Posted by Kathy Foran on 12/18/2011

It’s time to buy a home! That is right you heard it here, no more doom and gloom for the real estate market. The time has come to go out and buy some real estate. The only thing holding buyers back has been consumer emotion but a look at the facts should help buyer feel more confident in opening up their wallets for a great opportunity in today's housing market. JP Morgan’s Market Insights report has outlined why people looking to buy a home have never been in a better position. Here are just three important points from the JP Morgan report. The Price is Right One measure the report looked at was the ratio of personal income to home prices. “Since 1966, the median price of an existing single family home in the U.S. has varied between 150% and 251% of personal income per household.
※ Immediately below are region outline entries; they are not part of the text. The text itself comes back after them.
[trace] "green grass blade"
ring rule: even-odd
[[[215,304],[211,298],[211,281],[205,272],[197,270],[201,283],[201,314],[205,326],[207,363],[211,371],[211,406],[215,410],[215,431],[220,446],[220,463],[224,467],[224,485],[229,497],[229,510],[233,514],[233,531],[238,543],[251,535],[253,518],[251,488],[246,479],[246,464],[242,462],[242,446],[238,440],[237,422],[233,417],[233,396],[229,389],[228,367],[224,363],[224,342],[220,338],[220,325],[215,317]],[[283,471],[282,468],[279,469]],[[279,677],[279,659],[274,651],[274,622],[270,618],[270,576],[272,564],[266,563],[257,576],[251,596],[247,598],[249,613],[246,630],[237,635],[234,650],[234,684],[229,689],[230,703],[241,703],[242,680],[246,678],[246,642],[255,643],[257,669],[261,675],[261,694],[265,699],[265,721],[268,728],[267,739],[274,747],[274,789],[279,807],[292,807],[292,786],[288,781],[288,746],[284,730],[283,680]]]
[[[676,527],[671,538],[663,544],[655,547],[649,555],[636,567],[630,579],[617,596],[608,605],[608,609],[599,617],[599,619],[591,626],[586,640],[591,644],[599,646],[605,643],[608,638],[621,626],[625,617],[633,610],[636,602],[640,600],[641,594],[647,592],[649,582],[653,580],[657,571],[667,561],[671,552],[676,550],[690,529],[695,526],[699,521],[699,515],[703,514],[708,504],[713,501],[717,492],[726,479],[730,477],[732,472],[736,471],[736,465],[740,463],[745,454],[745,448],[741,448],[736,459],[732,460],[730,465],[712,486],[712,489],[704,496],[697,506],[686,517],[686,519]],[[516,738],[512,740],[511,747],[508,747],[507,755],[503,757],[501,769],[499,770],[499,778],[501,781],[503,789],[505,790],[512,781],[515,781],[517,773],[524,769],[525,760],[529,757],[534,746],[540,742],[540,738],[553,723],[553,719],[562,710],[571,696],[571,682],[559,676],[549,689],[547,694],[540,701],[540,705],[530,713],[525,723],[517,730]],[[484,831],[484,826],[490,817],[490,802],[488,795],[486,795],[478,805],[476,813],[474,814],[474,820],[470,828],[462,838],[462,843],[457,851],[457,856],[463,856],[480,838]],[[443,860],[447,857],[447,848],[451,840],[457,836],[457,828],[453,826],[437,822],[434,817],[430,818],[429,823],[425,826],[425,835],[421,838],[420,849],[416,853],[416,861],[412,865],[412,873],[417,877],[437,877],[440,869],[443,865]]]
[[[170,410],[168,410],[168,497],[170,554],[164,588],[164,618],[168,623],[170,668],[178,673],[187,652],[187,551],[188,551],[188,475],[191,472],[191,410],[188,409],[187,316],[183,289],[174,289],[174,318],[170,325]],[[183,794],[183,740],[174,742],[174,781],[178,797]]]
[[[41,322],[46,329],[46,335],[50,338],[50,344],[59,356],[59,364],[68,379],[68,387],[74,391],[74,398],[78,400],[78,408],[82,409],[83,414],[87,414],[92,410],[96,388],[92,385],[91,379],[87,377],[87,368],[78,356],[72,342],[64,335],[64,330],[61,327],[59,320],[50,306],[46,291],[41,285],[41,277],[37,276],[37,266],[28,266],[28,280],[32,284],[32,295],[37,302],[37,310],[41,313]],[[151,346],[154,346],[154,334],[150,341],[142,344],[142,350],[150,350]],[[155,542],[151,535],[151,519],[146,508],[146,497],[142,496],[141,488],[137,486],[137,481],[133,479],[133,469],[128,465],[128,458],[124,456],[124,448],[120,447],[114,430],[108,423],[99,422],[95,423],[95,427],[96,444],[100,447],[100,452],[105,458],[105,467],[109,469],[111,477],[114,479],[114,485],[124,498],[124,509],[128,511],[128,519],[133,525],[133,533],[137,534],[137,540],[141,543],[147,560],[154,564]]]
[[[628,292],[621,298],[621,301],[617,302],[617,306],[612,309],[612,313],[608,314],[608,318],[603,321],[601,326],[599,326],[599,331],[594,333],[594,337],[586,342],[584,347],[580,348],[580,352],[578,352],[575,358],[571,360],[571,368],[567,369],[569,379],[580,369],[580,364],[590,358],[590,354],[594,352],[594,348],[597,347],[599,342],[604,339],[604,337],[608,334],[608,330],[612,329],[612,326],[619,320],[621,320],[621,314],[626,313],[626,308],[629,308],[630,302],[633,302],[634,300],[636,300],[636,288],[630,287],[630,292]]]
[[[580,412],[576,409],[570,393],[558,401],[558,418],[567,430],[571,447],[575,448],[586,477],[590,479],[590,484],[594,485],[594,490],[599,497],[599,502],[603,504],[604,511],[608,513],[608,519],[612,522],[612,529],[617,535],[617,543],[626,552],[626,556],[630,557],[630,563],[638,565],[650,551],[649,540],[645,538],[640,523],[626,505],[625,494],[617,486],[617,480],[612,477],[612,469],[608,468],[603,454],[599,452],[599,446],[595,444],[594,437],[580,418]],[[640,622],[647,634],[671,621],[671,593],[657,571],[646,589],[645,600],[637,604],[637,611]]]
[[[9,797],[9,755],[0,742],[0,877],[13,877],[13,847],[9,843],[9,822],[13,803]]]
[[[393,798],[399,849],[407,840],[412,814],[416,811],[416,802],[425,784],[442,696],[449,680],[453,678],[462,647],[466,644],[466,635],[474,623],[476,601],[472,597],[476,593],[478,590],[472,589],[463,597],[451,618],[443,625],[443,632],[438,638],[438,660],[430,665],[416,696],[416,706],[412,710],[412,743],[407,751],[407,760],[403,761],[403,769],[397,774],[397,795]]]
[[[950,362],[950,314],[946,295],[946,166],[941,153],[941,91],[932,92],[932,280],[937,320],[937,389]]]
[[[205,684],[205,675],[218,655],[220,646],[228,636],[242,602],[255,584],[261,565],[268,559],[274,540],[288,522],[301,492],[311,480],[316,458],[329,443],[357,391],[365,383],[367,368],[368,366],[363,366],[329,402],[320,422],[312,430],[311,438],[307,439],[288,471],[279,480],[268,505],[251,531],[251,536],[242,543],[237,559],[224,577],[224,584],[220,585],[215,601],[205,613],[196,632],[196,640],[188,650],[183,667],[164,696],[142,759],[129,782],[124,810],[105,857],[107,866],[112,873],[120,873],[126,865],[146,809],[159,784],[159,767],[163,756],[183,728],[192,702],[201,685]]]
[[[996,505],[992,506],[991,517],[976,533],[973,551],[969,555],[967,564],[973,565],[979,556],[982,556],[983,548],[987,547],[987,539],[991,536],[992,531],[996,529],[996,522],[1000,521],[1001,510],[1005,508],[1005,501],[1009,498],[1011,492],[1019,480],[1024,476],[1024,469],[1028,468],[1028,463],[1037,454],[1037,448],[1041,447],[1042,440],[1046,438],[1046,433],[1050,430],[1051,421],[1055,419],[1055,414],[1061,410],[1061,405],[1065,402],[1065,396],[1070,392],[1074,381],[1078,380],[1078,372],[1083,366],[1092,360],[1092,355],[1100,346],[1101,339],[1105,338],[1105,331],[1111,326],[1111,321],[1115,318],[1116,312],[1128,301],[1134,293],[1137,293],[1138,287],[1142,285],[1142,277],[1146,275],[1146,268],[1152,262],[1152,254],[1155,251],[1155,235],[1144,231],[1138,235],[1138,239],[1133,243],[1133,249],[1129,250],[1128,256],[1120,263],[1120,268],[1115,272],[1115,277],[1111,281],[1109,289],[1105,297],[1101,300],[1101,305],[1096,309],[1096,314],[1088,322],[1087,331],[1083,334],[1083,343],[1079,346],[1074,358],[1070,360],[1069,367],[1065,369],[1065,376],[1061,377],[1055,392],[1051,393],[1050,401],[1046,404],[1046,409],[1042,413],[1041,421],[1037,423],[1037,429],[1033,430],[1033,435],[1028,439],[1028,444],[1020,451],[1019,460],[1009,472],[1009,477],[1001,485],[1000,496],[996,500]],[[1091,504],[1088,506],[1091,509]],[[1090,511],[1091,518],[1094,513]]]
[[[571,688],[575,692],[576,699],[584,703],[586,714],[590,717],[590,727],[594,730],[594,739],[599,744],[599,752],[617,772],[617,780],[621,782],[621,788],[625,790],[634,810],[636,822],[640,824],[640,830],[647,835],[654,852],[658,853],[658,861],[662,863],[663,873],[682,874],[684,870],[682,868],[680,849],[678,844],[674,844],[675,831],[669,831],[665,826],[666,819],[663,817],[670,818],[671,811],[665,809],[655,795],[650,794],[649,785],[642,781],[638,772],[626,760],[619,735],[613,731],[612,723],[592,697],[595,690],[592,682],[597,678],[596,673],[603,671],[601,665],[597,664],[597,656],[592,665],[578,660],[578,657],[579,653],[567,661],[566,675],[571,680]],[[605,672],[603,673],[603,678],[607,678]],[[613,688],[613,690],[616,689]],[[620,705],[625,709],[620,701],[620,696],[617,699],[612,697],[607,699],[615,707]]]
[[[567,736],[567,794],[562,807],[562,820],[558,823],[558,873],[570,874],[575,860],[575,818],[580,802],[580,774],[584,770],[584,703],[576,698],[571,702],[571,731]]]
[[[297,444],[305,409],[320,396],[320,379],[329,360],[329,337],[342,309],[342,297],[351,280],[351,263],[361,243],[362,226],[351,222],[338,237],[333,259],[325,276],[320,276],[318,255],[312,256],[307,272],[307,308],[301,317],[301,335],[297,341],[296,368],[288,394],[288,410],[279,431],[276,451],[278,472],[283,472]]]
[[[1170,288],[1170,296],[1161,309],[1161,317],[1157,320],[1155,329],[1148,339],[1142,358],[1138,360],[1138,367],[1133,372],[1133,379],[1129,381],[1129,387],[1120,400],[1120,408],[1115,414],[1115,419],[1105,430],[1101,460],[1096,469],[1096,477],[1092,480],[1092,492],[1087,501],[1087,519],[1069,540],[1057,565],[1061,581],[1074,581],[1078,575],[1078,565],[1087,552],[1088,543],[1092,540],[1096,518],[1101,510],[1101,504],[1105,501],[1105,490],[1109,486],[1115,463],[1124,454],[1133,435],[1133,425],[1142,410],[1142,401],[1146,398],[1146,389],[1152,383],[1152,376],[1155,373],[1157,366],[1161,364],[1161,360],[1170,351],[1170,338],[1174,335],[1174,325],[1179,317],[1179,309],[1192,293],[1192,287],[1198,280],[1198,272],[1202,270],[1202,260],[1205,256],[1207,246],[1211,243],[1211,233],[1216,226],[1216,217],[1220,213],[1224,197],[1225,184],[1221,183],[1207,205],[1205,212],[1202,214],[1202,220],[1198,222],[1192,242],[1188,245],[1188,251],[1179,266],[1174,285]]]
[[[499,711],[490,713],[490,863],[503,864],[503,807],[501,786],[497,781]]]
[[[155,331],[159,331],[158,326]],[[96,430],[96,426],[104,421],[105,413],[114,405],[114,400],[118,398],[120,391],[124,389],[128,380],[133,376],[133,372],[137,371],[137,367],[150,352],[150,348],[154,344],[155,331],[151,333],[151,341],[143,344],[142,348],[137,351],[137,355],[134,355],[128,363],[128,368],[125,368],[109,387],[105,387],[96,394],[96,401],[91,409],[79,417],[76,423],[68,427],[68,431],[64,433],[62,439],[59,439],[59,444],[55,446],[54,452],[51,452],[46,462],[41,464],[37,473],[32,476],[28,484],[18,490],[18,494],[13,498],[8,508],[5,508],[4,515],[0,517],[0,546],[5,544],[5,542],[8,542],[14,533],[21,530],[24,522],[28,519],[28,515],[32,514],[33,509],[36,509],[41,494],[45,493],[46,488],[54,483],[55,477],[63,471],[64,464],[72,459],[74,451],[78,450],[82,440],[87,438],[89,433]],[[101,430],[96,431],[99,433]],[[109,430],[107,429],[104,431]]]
However, roughly three-quarters of the time it has been in a relatively narrow band between 185% and 230%. In September 2011, the ratio was just 153%, implying that to get back to an average price to income ratio, home prices would have to rise by about 27%.” Mortgage Rates are Right Mortgage interest rates are at historic lows as compared to personal income.  The report notes, “During the week of October 7, Freddie Mac reported that mortgage rates had fallen to an average annual level of 3.94%. Assuming the use of a fixed rate mortgage with 20% down, this would make the median mortgage payment on a single family existing home just 6.9% of per household personal income, compared with an average of 14.4% since 1966.” What this means is that it is a buyers perfect storm. Buyers who buy now will likely reap a long term financial gain by buying a home at a lower than average cost and financing it for a lower than average cost. It is a win-win situation. Home Ownership Beats Renting The report goes on to look at the cost of renting versus owning. JP Morgan predicts that by the "third quarter of this year, we estimate that the implied median mortgage payment had fallen to just 78% of the median asking rent. In other words, at current mortgage rates, home prices would have to rise by 35% just to get back to their average relationship to rents." Home buying is now more affordable than it has been in decades. Home prices are at all time lows, mortgage rates are at rock bottom and income levels remain steady. Despite what you may hear on the nightly news home ownership has never been more affordable.